Aspirin is easy to use, safe at the low doses used for its antiplatelet action, and fast acting. Aspirin at moderate doses (160-325 mg/day) produces an antiplatelet effect rapidly (within 30 minutes). The current recommendation is to give aspirin immediately to almost all patients as soon as a heart attack is recognized at a dose of 160-325 mg/d and to continue it for one month. The only reason for not using aspirin is a history of intolerance or allergy to aspirin or evidence of obvious active bleeding (such as actively bleeding stomach ulcers) that might be worsened by aspirin.
Performance of vascular procedures
Aspirin is not the only treatment for heart attacks and unstable angina. Sometimes percutaneous transluminal coronary artery angioplasty (PTCA), with or without placement of an arterial stent, is necessary to open narrowed or blocked coronary arteries. In rare instances, PTCA may be technically impossible, or not practical, to do, and coronary artery bypass graft surgery (CABG) becomes necessary to improve the flow of blood to the heart.
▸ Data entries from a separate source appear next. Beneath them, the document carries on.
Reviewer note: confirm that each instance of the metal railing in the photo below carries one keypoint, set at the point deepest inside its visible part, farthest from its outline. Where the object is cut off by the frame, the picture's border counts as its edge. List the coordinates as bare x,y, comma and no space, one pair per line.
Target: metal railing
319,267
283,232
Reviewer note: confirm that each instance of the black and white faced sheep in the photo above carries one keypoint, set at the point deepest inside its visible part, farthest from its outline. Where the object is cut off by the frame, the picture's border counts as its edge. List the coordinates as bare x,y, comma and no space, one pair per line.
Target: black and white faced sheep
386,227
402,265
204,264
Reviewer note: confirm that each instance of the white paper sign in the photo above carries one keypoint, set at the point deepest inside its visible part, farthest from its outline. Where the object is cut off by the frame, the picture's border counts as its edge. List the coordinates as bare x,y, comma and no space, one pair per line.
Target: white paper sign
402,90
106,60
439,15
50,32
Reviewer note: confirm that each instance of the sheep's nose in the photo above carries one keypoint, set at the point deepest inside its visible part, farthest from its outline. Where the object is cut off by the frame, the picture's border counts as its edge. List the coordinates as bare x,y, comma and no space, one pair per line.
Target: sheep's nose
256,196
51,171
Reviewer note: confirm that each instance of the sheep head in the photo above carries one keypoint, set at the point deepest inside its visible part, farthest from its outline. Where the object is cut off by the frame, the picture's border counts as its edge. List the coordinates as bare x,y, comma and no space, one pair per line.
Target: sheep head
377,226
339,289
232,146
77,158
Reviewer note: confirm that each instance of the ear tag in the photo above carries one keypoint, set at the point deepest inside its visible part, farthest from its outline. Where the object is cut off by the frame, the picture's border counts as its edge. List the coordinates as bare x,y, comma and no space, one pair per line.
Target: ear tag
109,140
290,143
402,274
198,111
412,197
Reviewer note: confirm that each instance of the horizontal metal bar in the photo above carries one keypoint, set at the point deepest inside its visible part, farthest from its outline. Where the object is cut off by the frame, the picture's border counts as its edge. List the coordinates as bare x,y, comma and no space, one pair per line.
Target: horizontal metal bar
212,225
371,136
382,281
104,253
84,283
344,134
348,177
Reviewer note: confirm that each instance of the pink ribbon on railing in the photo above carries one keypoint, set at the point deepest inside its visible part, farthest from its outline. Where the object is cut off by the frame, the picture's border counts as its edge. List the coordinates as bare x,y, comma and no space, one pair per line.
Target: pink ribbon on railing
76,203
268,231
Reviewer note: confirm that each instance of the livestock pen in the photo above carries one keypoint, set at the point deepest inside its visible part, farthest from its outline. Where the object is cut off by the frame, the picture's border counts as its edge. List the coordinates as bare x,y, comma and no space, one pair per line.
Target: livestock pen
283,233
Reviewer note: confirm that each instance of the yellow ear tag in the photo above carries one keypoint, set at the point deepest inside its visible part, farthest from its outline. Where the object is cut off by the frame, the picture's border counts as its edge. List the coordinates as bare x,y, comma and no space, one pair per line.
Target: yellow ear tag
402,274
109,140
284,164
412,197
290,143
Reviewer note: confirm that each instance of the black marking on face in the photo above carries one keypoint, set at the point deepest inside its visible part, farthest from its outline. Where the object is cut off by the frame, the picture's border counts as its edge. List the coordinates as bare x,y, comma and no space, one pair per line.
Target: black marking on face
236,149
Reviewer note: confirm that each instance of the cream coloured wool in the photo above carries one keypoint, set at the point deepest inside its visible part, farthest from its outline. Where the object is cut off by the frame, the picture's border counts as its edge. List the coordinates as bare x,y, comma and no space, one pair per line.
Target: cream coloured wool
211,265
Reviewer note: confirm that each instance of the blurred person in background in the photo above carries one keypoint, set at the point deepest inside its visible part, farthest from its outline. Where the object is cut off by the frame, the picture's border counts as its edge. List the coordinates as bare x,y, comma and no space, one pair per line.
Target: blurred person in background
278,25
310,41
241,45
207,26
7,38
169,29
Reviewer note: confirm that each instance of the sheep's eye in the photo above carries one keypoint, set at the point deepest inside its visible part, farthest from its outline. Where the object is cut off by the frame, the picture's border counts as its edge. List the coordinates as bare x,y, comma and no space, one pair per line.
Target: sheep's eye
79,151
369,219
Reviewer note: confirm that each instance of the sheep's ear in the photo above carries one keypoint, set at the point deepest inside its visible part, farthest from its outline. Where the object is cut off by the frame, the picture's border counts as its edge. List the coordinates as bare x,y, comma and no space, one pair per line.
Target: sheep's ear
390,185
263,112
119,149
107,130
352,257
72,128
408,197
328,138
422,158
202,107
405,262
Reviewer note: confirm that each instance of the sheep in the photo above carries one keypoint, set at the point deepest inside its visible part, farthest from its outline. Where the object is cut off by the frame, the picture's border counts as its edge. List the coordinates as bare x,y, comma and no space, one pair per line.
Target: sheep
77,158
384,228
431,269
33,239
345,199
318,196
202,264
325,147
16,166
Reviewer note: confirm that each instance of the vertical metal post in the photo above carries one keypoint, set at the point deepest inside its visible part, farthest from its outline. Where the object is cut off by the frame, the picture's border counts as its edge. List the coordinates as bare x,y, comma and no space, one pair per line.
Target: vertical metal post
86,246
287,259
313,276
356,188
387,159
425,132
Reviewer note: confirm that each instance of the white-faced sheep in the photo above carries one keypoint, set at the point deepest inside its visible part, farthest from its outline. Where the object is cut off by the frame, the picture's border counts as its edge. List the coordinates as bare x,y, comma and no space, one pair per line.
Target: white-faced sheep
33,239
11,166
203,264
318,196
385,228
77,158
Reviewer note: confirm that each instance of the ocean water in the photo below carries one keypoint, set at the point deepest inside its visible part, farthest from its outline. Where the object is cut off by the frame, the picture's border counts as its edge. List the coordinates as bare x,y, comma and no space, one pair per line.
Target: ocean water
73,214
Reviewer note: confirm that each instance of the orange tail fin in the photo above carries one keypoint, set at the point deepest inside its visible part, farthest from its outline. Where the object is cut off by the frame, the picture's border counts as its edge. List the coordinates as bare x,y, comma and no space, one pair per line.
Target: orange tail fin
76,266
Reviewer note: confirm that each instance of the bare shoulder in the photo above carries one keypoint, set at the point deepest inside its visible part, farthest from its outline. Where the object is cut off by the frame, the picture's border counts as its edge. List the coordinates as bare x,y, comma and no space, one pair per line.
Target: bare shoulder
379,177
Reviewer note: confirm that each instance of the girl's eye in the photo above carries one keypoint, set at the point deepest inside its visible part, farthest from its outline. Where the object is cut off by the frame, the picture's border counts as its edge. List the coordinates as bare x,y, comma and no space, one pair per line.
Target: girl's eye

Some patients with heart attacks also may be treated with thrombolytic agents (medications that dissolve clots) to open blocked arteries. It is important to make the distinction that aspirin generally does not dissolve an existing blood clot, but it acts to prevent propagation of the existing clot and the formation of new ones. In all of these instances, there is a risk that blood clots will form again inside the arteries, leading to further heart attacks. In all of these cases, aspirin has been shown to be beneficial in preventing new clots, thus reducing the risk of heart attacks and improving both short and long-term survival.
Prevention of further heart attacks
There are two types of heart attack prevention, primary and secondary. Preventing the first heart attack in people who do not have a history of heart disease is called primary prevention. Preventing further heart attacks among patients who already have had a heart attack or another heart related condition is called secondary prevention.
Within six years after the first heart attack, 16% of men and 35% of women will have a second heart attack. Long-term, daily aspirin (75-325 mg/d) has been shown to reduce the risk of second heart attacks and improve survival among both men and women. Additionally, long-term secondary prevention with aspirin also has resulted in fewer ischemic (lack of blood flow due to blockage in blood vessels from clot formation) strokes. Therefore, survivors of heart attacks usually take daily low dose (75 mg-160 mg/d) aspirin indefinitely to prevent further heart attacks as well as strokes.
Aspirin taken long-term is an important part but NOT the only measure for preventing heart attacks. Aspirin is not recommended for primary prevention of heart attacks because available evidence does not support its use for primary prevention.